Одна из гусениц во сне пошевелилась, причмокнула губами и будто хотела что-то сказать, но слова не вышли наружу. Маленькому рыцарю стало странно жалко ее. Не той жалостью, от которой чувствуешь себя лучше другого, а той, от которой внутри становится тише. Он вдруг понял, что эти гусеницы не всегда были такими. Они не родились за этим столом, среди бутылок, грязной посуды и сигаретного дыма. Когда-то они тоже были маленькими. Может быть, у каждого из них был свой деревянный меч, свое поле, свой первый подвиг, своя вера в то, что впереди обязательно случится что-то большое и прекрасное. Но где-то по дороге они испугались. Где-то решили, что безопаснее не лететь, а ползти. Где-то поверили, что если не смотреть на небо, то оно перестанет звать.
— Они могли бы летать? — спросил маленький рыцарь.
— Могли бы, — ответил дракон. — И, может быть, еще могут. Пока они живы, внутри них все еще есть бабочка. Но чем дольше гусеница живет только как гусеница, тем труднее ей поверить, что небо существует для нее. Она начинает думать, что листья — это весь мир, что грязная кухня — это дом, что бутылка — это утешение, что сон — это спасение, а собственная старая кожа — это судьба. Она привыкает к своей тесноте и начинает защищать ее. А самое страшное происходит тогда, когда гусеница уже не просто боится стать бабочкой, а начинает смеяться над теми, кто пытается расправить крылья.
Маленький рыцарь посмотрел в раскрытое окно. Там, за мутным стеклом и сигаретным дымом, был вечер. Небо еще светилось, мягко и спокойно, как будто ничего не знало об этой кухне, о водке, о трех спящих гусеницах с человеческими головами. Но маленькому рыцарю вдруг показалось, что небо знает все. Оно просто никого не заставляет летать. Оно висит над всеми одинаково: над теми, кто решился на превращение, и над теми, кто всю жизнь доказывал, что крыльев не существует.
А ведь нужно было лишь набраться храбрости и осознать, что внутри гусеницы живет бабочка. Что внутри нее не только органы, не только земная тяжесть, не только желание есть и спать, а тайная возможность полета. Что бабочка проснется лишь тогда, когда гусеница заснет. И только тогда, превратившись в куколку, выдержав темноту, одиночество, тишину и страх потерять прежнюю форму, она сможет сбросить старую кожу и расправить крылья. Но для этого нужно посметь заглянуть в свое сердце. Нужно услышать зов перемен и перевоплощений. Зов новых возможностей. Зов жизни не только понятной, но и живой. Не только безопасной, но и настоящей. Не только привычной, но и наполненной удовольствием от того, что ты наконец стал собой.

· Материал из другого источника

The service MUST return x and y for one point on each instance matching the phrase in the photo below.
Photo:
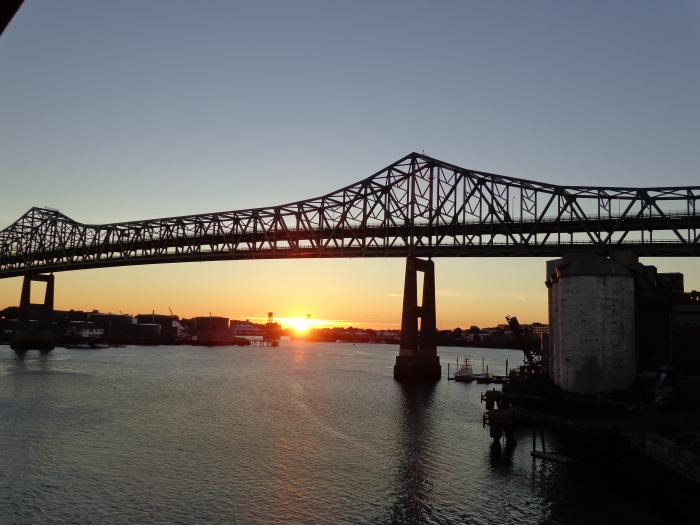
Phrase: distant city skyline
(130, 111)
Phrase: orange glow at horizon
(302, 325)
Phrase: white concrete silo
(592, 323)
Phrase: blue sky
(126, 110)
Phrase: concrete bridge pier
(35, 332)
(417, 360)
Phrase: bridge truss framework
(417, 206)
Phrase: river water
(303, 433)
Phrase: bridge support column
(35, 331)
(417, 360)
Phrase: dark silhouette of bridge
(416, 207)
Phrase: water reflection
(501, 456)
(415, 442)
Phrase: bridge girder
(416, 206)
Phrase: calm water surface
(304, 433)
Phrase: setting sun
(300, 325)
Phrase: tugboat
(484, 377)
(465, 374)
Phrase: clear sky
(127, 110)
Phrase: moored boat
(465, 374)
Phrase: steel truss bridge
(417, 206)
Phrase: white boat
(465, 373)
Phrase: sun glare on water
(300, 325)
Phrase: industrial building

— А я? — тихо спросил маленький рыцарь. — Я тоже могу остаться гусеницей?
Дракон повернулся к нему. В его взгляде не было ни угрозы, ни утешения. Только честность.
— Каждый может, — сказал он. — Поэтому и нужно вовремя заглядывать внутрь себя. Не тогда, когда старая кожа уже приросла к тебе так сильно, что ты начинаешь считать ее своим лицом. А раньше. Пока еще страшно, но возможно. Пока внутри еще шевелится что-то легкое. Пока ты еще слышишь небо.
Маленький рыцарь опустил глаза. Он вдруг почувствовал, что деревянный меч в его руке нужен не только для того, чтобы защищаться от внешних врагов. Может быть, когда-нибудь этот меч понадобится ему для другой битвы: чтобы разрезать собственную старую кожу, если она начнет душить его; чтобы не дать себе привыкнуть к тесноте; чтобы не стать взрослым телом с уснувшей душой; чтобы не променять возможность полета на понятную жизнь среди листьев, дыма, жалоб и сна.